Recently I was asked to edit or provide new versions for literal translations – sketches, really – of a number of quotes from poems by Natan Zach, to be cited in a prose article about some other subject.

So I did. Then I compared “before” with “after” — the literal translations with the new translations, just to see what happened.

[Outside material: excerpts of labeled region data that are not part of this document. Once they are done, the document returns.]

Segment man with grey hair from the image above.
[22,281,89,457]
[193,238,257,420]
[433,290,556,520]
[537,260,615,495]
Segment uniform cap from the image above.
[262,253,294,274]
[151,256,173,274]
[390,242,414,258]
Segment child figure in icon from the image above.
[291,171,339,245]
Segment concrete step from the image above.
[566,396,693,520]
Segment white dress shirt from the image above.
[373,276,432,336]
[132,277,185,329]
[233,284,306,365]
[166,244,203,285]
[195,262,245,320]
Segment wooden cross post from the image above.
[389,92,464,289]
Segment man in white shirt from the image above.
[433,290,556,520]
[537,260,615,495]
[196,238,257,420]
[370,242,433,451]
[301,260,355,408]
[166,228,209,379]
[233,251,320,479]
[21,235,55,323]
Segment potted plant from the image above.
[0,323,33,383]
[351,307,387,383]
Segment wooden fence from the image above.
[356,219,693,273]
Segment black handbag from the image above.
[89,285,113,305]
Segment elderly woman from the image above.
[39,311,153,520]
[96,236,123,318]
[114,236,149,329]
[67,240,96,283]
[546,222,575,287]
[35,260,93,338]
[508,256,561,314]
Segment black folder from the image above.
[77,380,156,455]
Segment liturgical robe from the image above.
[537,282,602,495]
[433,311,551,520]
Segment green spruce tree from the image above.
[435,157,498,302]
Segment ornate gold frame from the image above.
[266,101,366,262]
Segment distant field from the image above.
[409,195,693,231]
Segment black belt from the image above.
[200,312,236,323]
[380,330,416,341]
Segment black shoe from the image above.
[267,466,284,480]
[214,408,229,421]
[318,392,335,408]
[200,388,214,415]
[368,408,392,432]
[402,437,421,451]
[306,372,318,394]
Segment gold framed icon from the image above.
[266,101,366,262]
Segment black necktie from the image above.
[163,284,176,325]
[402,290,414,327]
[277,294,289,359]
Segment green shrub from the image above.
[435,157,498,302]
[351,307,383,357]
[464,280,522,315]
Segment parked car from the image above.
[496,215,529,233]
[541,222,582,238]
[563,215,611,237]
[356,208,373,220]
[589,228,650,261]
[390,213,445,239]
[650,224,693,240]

Here are some notes from the work on  “The Casino at Bat Galim” in Anti-Mechikon (Hard to Remember), Hakibbutz Hameuchad, 1984

BEFORE

What used to be here once upon a time, whole and fixed and beautiful

For youth in a shorecity on the seashore, an installation, in today’s language

Where people laughed and swam […]

AFTER

What once was whole here, repaired and fit

For youth in a seaside city on a beach, a facility, in today’s language

Where people laughed and swam […]

RATIONALE

“Once upon a time” introduces a fairy tale element doesn’t belong here. The poem deals with memory, not fantasy.

The phrase yaffeh le… is “appropriate, suited to, fit for” – rather than “beautiful,” the common meaning when the word stands alone.

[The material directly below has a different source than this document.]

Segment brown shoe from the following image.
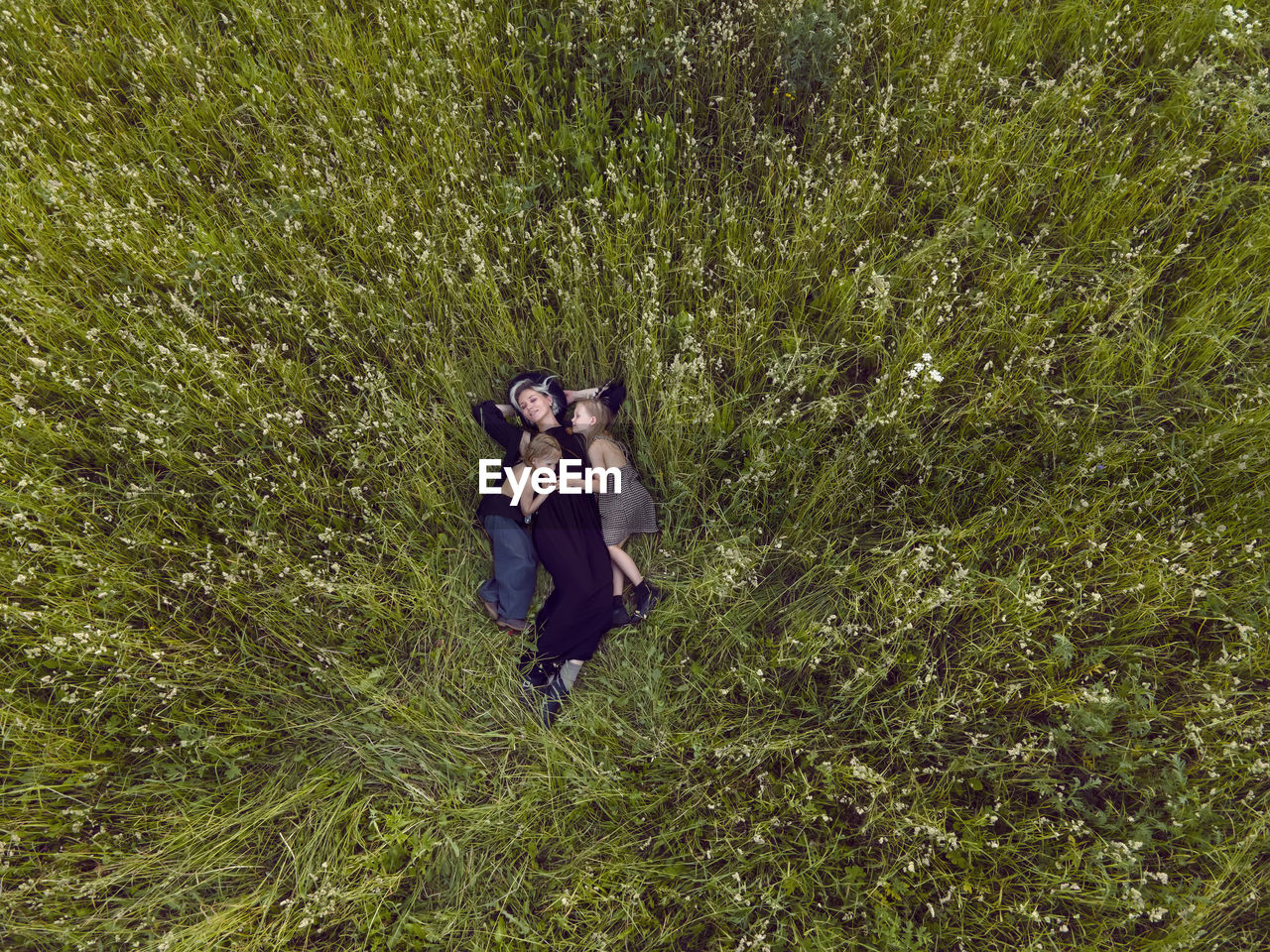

“A shorecity on the seashore” isn’t something anyone would ever say in English. “Installation” as a translation of mitkan means a three-dimensional art piece that isn’t necessarily functional; “facility” applies to something that is (was) actually used, like the Bat Galim Casino..

BEFORE

Even pain will not restore what has been decreed lost

AFTER

What is fated to be lost, not even pain will help endure

RATIONALE

In the Hebrew poem, the sentence begins with the direct object of what won’t be helped (“What is fated to be lost”).  This placement gives the direct object greater weight than the subject of the sentence (“pain”). Loss is worse or at any rate more important than pain here. I prefer “fated” to “decreed” for its assonance with “pain.”